Chocolate Pudding: serves 8
4 oz (100g) butter (melted), plus extra for greasing
9 oz (250g) self-raising flour
5 oz (150g) caster sugar
3 oz (75g) cocoa powder
1 tsp baking powder
grated zest and juice of 1 orange
pinch of salt
3 eggs
5 fl oz (150ml) milk
4 oz (100g) milk chocolate , broken into chunks
half a pint (300ml) boiling water
(7 oz (200g) light muscovado sugar
Butter a 2 ltr baking dish ready for the mix. Heat oven to 180C, 350F, gas 4
Put the flour, sugar, 2 oz/50g of the cocoa, the baking powder, orange zest, and salt into a mixing bowl.  Using another bowl, whisk together the orange juice (and any orange pulp), the eggs, milk, the melted butter, then pour this onto the dry ingredients, then spoon into the prepared dish.
Put the sugar into a jug with the remaining 25g of cocoa and stir in the boiling water (direct from the kettle).  Stir well then pour this over the pudding mixture.  It will look strange, but ignore this. Place the baking dish in the middle of the oven and bake for half an hour or until the surface has risen, and is firm and 'crispy'.   Lovely served hot with ice-cream, creme fraiche, or just - cream!

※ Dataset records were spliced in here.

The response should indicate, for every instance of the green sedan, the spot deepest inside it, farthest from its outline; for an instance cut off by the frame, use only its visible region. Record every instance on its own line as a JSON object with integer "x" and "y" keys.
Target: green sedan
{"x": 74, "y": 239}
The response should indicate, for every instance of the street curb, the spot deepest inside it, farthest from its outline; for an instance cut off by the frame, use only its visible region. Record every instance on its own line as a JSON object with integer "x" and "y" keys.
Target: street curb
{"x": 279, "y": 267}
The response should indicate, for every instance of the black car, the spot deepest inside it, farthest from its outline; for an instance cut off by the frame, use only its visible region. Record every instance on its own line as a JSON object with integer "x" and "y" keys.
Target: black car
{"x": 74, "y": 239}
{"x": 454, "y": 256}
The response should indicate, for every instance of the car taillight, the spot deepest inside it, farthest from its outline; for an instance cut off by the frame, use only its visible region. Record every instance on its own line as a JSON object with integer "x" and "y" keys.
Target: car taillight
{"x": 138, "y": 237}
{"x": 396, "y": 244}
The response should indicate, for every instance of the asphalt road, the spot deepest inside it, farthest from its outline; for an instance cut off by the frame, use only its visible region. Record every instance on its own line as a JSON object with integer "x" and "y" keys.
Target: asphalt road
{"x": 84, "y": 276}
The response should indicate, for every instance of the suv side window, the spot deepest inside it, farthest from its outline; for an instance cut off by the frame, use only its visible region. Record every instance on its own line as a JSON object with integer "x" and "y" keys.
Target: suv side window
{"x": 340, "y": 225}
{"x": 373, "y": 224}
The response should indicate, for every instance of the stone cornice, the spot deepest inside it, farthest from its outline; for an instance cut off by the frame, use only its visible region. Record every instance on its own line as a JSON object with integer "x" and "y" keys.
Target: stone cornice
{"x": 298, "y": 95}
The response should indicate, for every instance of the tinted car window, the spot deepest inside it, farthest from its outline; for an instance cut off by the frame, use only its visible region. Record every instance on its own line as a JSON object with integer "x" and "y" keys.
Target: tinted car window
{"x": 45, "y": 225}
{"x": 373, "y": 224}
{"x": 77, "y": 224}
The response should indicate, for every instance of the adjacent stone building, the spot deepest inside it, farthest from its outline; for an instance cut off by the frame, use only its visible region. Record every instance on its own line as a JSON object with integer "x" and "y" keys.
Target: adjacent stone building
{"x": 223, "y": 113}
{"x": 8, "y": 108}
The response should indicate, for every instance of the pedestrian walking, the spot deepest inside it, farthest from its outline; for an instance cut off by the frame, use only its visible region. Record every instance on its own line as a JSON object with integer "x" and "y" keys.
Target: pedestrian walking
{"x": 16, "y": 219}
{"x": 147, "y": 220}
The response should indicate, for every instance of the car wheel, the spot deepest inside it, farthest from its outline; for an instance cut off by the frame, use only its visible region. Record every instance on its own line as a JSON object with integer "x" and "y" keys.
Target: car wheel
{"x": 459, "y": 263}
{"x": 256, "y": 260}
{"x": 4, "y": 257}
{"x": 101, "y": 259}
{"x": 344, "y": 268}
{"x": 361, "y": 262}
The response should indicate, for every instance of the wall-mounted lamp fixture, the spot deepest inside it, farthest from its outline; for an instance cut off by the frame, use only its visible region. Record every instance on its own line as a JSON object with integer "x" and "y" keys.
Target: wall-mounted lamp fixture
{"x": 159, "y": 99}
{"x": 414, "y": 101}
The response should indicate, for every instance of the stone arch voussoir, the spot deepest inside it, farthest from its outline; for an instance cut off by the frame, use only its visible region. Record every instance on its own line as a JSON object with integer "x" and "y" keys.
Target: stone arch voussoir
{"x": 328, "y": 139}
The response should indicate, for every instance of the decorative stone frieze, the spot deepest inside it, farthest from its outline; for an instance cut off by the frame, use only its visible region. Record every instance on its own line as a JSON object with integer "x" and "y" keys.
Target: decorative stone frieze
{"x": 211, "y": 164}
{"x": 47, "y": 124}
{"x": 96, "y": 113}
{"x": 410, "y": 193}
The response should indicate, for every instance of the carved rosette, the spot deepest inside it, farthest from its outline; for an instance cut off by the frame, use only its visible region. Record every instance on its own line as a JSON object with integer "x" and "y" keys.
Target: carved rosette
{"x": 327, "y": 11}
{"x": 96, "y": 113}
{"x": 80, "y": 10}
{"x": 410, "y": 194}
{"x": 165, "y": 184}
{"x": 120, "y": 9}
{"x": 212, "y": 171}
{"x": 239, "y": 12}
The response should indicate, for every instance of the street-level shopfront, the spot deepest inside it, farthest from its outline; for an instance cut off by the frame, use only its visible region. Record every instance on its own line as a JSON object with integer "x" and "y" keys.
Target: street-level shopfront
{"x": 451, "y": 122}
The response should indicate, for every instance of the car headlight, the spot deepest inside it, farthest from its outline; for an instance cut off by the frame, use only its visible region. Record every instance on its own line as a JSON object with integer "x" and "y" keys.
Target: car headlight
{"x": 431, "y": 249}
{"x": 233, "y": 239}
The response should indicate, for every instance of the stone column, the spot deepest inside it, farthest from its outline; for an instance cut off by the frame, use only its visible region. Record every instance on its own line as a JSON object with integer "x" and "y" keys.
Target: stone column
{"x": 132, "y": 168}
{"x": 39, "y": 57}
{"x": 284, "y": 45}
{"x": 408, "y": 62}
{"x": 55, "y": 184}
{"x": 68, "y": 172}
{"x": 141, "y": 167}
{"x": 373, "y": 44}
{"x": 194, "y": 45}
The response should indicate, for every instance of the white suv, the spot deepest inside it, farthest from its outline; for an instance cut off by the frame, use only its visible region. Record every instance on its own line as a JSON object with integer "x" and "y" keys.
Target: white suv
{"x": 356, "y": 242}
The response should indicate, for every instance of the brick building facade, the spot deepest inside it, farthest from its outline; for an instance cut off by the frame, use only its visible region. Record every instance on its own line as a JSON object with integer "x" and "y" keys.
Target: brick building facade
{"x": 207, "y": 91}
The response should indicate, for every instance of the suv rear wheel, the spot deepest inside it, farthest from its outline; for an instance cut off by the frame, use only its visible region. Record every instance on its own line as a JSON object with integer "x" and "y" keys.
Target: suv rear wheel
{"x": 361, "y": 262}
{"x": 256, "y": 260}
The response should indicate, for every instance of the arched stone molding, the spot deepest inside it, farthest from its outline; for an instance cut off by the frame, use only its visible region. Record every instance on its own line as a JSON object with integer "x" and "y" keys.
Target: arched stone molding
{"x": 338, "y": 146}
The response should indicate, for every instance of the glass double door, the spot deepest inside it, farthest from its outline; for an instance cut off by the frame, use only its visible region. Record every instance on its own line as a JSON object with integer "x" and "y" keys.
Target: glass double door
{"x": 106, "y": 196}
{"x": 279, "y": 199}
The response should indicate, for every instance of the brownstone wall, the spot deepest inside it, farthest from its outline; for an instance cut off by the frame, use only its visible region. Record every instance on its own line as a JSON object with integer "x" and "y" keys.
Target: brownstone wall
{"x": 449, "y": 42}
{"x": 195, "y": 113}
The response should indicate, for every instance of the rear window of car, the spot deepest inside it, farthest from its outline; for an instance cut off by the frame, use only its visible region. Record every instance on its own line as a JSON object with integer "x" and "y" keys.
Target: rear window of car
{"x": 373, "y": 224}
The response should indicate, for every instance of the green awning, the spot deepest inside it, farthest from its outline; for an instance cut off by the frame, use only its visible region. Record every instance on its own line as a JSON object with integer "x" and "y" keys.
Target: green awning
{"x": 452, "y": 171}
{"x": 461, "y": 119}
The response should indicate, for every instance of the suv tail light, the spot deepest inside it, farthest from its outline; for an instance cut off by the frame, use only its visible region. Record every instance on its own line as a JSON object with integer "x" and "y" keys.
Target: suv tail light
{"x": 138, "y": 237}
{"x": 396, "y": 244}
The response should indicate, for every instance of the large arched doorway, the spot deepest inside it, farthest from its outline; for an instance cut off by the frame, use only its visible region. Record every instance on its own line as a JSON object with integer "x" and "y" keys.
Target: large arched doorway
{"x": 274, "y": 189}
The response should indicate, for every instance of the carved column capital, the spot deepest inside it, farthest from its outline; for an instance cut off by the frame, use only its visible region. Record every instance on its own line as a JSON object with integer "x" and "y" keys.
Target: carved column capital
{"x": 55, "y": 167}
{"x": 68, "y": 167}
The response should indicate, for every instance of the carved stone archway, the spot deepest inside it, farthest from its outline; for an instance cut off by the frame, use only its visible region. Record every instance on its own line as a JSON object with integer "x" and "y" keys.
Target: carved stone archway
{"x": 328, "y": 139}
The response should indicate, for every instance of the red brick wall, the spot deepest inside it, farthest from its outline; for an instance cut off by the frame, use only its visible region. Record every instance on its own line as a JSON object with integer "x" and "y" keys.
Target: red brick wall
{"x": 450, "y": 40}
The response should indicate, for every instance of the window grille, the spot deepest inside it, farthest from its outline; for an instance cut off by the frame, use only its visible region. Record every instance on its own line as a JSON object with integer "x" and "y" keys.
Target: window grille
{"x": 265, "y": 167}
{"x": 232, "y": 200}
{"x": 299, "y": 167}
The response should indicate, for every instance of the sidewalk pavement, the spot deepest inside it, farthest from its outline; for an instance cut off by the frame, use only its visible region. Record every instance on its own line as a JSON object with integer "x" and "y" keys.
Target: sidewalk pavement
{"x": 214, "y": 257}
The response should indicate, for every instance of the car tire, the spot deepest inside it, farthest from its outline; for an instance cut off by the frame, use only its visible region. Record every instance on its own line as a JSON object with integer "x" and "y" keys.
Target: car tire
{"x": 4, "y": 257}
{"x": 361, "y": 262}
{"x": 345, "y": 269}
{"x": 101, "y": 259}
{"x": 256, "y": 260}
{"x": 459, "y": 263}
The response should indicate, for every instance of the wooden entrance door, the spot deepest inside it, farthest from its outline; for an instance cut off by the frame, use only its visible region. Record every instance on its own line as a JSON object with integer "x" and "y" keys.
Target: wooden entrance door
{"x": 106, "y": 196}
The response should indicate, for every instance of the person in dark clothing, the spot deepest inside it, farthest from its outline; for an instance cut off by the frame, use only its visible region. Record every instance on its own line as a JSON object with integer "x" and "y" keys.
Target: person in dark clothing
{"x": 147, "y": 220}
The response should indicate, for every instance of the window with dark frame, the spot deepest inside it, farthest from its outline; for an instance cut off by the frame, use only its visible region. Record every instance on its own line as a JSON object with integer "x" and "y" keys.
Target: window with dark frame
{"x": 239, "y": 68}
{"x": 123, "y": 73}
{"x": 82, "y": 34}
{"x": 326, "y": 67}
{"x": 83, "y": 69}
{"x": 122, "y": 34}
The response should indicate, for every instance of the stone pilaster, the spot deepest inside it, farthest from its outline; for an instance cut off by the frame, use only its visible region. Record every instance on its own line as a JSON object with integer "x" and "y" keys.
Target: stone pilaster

Hope you might find time to make one or more of the above this weekend, and hoping you are having better weather for the holiday than we have at the moment as the skies are overcast and it has turned very windy again.  But whether indoors or out, make sure you enjoy yourselves.  I'll be back here again on Tuesday (comp permitting). Hope you can join me then.  TTFN.